So yes, I don't doubt that sometimes what you're describing is what's going on. But also, the OP may be deeply aware of something others don't realize.

[1] Main link: https://news.ycombinator.com/item?id=28942189

[2] https://learning.subwiki.org/wiki/Double_illusion_of_transpa...

[3] https://news.ycombinator.com/item?id=28945382

[4] https://news.ycombinator.com/item?id=28952838


Several times on email lists or in Slack channels, I’ve stuck my neck out and said stuff along the lines of “Whenever anyone asks a question about this stuff, people throw out these code words and obscure references to internal projects, and for people new to the process like me, it might as well all be Japanese. You can tell me to find it on the “foo server”, but if I don’t know what the “foo server” even is, that doesn’t help! Where can I find the beginner’s guide to doing this stuff for someone who has zero experience with it?” I’ve had numerous people ping me privately afterwards to thank me for asking the “dumb” questions because they all had the same questions and were afraid to ask and look stupid.

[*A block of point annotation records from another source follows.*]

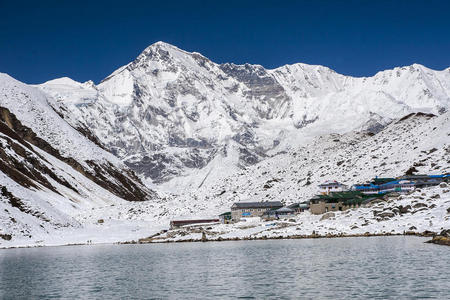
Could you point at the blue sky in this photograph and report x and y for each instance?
(43, 40)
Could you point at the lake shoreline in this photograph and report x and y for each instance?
(436, 240)
(292, 237)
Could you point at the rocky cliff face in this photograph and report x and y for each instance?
(170, 111)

Similar to one other commentor, I wonder whether a text-based format (perhaps email/wiki) could be a more effective use of everyone's time?

(that plus the ability to question and correct aspects of the project asynchronously could compare favourably to spoken meetings, where details could be forgotten or misinterpreted over time, and where bandwidth for audience feedback is usually limited)

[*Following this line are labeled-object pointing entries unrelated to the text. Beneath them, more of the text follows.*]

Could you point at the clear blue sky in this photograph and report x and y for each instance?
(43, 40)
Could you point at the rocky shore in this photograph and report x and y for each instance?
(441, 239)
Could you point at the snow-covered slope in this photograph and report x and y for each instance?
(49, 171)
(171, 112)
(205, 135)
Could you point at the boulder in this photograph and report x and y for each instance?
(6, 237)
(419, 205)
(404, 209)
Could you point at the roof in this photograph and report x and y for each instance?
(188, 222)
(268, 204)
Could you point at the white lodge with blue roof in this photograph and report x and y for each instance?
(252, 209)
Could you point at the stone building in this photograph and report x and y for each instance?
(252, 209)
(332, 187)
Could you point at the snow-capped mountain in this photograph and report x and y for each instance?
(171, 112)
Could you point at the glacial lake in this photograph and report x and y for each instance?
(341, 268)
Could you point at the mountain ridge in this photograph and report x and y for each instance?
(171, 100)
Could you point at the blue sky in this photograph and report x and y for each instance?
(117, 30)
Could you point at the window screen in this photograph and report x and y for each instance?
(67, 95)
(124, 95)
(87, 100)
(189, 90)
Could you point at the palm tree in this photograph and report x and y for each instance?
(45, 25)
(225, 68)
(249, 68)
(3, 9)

Agree that it's an abstraction that OP doesn't know the definition of, but there's also a tendency for people to

* over-abstract (where you could replace the abstraction name with a slightly more verbose but clearer definition)

* over-generalize (it's a meeting about handling returns in multiple physical locations but they keep talking about "channels" instead of physical locations)

* propagate abstractions without actually understanding the underlying concrete implementation (they know omni-channel means having multiple ways to return, but not exactly which ones)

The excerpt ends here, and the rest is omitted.